Apple is adopting a fresh strategy for training its AI models, one that prioritizes user privacy by avoiding the collection or duplication of content from iPhones or Macs. The company intends to enhance features such as email summaries by leveraging synthetic data—artificially created data that simulates user behavior—and differential privacy, ensuring that personal emails or messages remain undisclosed. For users participating in Apple’s Device Analytics program, the AI models will assess synthetic email-like messages alongside a small amount of real user content stored locally on their devices.

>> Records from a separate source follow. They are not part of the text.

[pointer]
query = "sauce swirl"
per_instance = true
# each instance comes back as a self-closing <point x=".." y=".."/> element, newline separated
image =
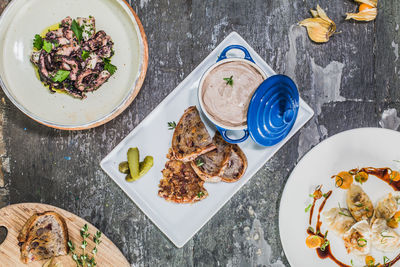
<point x="382" y="173"/>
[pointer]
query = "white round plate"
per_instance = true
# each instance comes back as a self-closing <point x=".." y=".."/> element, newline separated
<point x="364" y="147"/>
<point x="19" y="23"/>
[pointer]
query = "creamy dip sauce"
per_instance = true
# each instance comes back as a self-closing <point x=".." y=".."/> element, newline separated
<point x="227" y="104"/>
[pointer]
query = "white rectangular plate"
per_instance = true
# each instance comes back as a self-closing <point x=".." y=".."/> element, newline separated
<point x="179" y="222"/>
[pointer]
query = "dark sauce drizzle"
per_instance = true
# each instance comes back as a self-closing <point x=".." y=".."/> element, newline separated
<point x="381" y="173"/>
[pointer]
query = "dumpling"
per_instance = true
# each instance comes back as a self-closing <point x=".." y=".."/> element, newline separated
<point x="386" y="207"/>
<point x="338" y="220"/>
<point x="384" y="238"/>
<point x="359" y="204"/>
<point x="357" y="239"/>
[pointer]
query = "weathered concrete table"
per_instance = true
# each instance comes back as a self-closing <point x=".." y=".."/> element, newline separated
<point x="352" y="81"/>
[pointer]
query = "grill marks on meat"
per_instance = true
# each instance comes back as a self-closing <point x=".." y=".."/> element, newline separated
<point x="190" y="138"/>
<point x="195" y="159"/>
<point x="213" y="161"/>
<point x="180" y="184"/>
<point x="85" y="76"/>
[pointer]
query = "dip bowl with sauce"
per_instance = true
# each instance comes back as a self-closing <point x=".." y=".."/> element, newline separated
<point x="235" y="95"/>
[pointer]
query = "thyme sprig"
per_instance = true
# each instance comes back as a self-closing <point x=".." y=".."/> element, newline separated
<point x="85" y="260"/>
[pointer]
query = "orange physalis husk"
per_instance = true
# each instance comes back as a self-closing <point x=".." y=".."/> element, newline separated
<point x="366" y="14"/>
<point x="320" y="27"/>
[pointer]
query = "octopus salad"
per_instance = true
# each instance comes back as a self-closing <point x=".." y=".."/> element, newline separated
<point x="73" y="58"/>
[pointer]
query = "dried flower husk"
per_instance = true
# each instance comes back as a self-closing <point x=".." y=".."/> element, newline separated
<point x="320" y="27"/>
<point x="367" y="14"/>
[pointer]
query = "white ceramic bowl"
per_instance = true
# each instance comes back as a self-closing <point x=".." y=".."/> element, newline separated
<point x="19" y="23"/>
<point x="200" y="90"/>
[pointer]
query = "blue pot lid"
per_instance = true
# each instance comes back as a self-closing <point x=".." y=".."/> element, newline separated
<point x="273" y="110"/>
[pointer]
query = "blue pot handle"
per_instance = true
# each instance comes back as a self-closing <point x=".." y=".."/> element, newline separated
<point x="246" y="53"/>
<point x="233" y="141"/>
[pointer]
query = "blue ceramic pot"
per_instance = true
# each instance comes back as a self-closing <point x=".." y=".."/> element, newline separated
<point x="272" y="110"/>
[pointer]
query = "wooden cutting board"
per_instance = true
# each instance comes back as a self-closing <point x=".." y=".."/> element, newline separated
<point x="13" y="217"/>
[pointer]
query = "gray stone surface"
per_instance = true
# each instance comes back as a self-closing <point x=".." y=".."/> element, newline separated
<point x="352" y="81"/>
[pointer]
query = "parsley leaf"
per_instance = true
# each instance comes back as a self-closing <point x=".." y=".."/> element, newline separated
<point x="108" y="66"/>
<point x="60" y="76"/>
<point x="47" y="46"/>
<point x="38" y="42"/>
<point x="229" y="81"/>
<point x="171" y="125"/>
<point x="308" y="208"/>
<point x="85" y="55"/>
<point x="77" y="30"/>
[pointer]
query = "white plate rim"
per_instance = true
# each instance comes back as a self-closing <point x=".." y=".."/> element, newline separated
<point x="133" y="92"/>
<point x="290" y="258"/>
<point x="141" y="204"/>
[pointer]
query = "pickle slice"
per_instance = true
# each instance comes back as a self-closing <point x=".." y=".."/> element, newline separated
<point x="133" y="162"/>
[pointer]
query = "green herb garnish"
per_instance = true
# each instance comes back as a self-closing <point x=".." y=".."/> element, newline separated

This process identifies the synthetic messages that best align with the user sample, transmitting only aggregate information back to Apple, while keeping actual user data on the device. This innovative approach enables Apple to improve text generation tasks without the need for real user content. Apple’s commitment to differential privacy is evident in its existing features like Genmoji.
In this application, the company anonymously gathers general trends related to popular prompts without associating any specific prompt with individual users or devices. Looking ahead, Apple plans to expand this method to enhance other Apple Intelligence features such as Image Playground, Image Wand, and Writing Tools. To tackle more complex tasks like email summarization, Apple generates thousands of synthetic messages, which are analyzed through numerical representations, or ’embeddings,’ reflecting language, tone, and topic.
Participating user devices compare these embeddings with locally stored samples, sharing only the chosen match without revealing the content itself. By collecting frequently selected synthetic embeddings, Apple aims to refine its training data and improve AI outputs while safeguarding user privacy. This system is currently being rolled out in beta versions of iOS 18.5, iPadOS 18.5, and macOS 15.5.
Apple is thus addressing various challenges in its AI development, highlighting a public commitment to balancing user privacy with enhanced model performance.